The CSF will also demonstrate a positive TPHA, TPPA, or FTA-ABS treponemal test. A non-reactive CSF-TPHA test result usually excludes neurosyphilis. Neurological involvement is unlikely at CSF TPHA or TPPA titres <1:320. CSF examination should be repeated every 6 months until the CSF WBC count is normal if elevated on the initial sample.
Diagnostic lumbar puncture in adults: animated demonstration
A chest x-ray should be performed in people with syphilis of unknown duration, and in those who have had syphilis for more than 2 years, whether or not they have had cardiac symptoms. This may detect possible aortic aneurysm or aortic calcification. Any patient with suspected aortic regurgitation, heart failure, or aortic aneurysm will require both a chest x-ray and echocardiogram.
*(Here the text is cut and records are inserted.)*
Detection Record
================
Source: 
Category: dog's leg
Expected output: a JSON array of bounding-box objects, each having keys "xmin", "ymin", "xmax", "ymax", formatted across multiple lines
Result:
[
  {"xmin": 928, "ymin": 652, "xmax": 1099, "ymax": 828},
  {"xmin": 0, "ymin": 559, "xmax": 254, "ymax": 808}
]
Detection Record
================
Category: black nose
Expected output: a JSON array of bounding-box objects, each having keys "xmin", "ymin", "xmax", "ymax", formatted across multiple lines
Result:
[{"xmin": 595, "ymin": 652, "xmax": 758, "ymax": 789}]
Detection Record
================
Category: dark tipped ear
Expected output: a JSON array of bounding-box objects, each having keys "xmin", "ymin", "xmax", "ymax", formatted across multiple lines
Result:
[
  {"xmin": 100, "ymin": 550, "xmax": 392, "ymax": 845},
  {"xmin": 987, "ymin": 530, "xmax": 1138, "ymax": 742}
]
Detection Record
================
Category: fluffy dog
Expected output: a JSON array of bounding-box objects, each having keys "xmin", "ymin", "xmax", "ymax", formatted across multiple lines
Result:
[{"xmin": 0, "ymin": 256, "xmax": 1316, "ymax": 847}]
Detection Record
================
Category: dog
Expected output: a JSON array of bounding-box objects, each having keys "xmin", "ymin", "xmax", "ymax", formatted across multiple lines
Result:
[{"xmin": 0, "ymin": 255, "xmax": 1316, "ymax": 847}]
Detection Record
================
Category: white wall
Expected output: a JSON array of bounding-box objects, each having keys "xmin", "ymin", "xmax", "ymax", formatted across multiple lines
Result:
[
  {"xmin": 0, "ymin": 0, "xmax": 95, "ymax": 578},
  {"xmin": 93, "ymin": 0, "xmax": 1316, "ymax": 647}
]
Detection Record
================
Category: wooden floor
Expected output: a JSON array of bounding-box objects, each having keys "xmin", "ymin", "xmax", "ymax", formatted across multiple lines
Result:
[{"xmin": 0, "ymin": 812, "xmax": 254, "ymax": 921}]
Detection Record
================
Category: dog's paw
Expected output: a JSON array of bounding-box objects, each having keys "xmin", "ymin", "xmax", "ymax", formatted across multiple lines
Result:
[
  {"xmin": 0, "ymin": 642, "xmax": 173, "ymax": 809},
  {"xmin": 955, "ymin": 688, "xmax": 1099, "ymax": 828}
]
All patients with syphilis should be tested for HIV. In geographical areas in which the prevalence of HIV is high, patients who have primary syphilis should be re-tested for HIV after 3 months, even if the first HIV test result is negative. Hence a low threshold for the testing and treatment of syphilis in patients with HIV is advisable.
Initial investigations for congenital syphilis
The CDC has published recommendations concerning serological tests required in the diagnosis of congenital syphilis. Syphilis serology should be performed on all pregnant women at the first antenatal visit. Serology should be repeated again early in the third trimester and at delivery if serology has been positive, or if there is high maternal risk of syphilis acquisition. The syphilis serological status of the mother should be determined during pregnancy and prior to discharge of the infant from hospital. Any woman who delivers a stillborn infant should be tested for syphilis. All pregnant women who have syphilis should also be tested for HIV. All infants who are born to mothers with positive serology require a non-treponemal test (VDRL or RPR), which should be performed on the infant's serum rather than on umbilical cord blood.
Further investigations for congenital syphilis
Pregnant women with syphilis or suspected of having syphilis require a fetal ultrasound scan. The presence of fetal or placental syphilis (e.g., hepatomegaly, ascites, hydrops fetalis) indicates a greater risk of treatment failure for congential syphilis.
After birth, lumbar puncture with CSF analysis for WBC count, protein (and VDRL), full blood count, and other tests as clinically indicated (e.g., chest x-ray, cranial ultrasound, long-bone x-rays, liver function tests, auditory brainstem response) are recommended by the CDC in the following cases:
Infants (aged <1 month) with confirmed or highly probable disease plus:
An abnormal physical examination that is consistent with congenital syphilis or
A serum quantitative non-treponemal serological titre that is fourfold higher than the mother's titre or
A positive dark-field or fluorescent antibody test of body fluid.
Infants (aged <1 month) who have a normal physical examination and a serum quantitative non-treponemal serological titre the same or less than fourfold the maternal titre plus:
The mother was not treated, was inadequately treated, or has no documentation of having received treatment or
The mother was treated with erythromycin or other non-penicillin regimen or
The mother received treatment <4 weeks before delivery.
Children aged >1 month with reactive serological tests and at risk of congenital syphilis. These children should also have an HIV test.